From this list you will see 2 questions – filterLineReachability and compareFilters. These questions will form the basis of our ACL auditor.

Creating an ACL Auditor

We will now look at how to build an ACL auditor. We will be using the environment via the pre-built repo ntc-soteria https://github.com/networktocode/ntc-soteria, that used previoulsy to run a simple Batfish example.

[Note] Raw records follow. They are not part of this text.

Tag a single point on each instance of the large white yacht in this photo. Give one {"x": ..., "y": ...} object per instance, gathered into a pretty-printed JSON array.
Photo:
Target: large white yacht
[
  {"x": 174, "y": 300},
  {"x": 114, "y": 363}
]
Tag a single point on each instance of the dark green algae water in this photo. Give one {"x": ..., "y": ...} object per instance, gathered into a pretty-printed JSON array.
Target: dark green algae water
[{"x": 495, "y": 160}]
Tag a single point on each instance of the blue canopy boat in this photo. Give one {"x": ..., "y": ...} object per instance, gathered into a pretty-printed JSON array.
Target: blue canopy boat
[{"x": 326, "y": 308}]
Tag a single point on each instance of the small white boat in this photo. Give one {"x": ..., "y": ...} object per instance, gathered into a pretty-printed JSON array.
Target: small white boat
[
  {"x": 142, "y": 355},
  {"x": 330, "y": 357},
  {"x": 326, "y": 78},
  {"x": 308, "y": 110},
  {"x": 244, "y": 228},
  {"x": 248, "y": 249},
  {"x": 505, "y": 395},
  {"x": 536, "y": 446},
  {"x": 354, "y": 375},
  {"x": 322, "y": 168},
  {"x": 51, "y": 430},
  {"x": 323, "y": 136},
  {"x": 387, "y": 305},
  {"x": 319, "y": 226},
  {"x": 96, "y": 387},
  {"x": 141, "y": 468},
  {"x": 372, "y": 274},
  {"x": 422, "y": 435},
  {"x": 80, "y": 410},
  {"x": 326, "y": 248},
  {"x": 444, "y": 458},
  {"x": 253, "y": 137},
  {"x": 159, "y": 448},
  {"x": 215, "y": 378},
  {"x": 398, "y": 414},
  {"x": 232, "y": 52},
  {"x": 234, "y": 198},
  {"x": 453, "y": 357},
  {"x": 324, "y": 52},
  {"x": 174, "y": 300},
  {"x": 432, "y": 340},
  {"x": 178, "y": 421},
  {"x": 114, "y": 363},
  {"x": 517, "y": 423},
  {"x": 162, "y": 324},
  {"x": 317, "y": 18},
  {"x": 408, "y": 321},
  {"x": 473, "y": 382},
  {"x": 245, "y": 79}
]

Many of you may be asking, what’s the strange name ntc-soteria. Well,

in Greek mythology, Soteria was the goddess or spirit (daimon) of safety and salvation, deliverance, and preservation from harm.

ACL Auditor Overview

Our ACL auditor will be a CLI based tool, written in Python, powered by Batfish and will provide two types of audits:

  • Differential – Compares and reports the differences between a set of reference flows and a configured (implemented) ACL. Reference flows are 5-tuple policy definitions that define what should be permitted or denied by the firewall. By calculating and reporting the difference between the reference flows and implemented flows, we can ensure no unintended traffic is being permitted (or denied) by the firewall. This will be performed via the Batfish question compareFilters.
  • Unreachable Entries – Reports any entries within an ACL that will never be hit due to being shadowed by prior lines within the ACL. This will be performed via the Batfish question filterLineReachability.

Audit Types

Let’s look at each audit type in more detail.

Differential

This audit takes 3 pieces of information, a single YAML file containing a set of reference flows, the configuration of your firewall, and also the ACL name in question. It then compares your reference flows and implemented flows to provide you with a set of results showing the differences. The results include:

  • flows that your firewall IS permitting or denying but should not as they are not included in your reference flow definition.
  • flows that your firewall IS NOT permitting or denying but should as they are included in your reference flow definition.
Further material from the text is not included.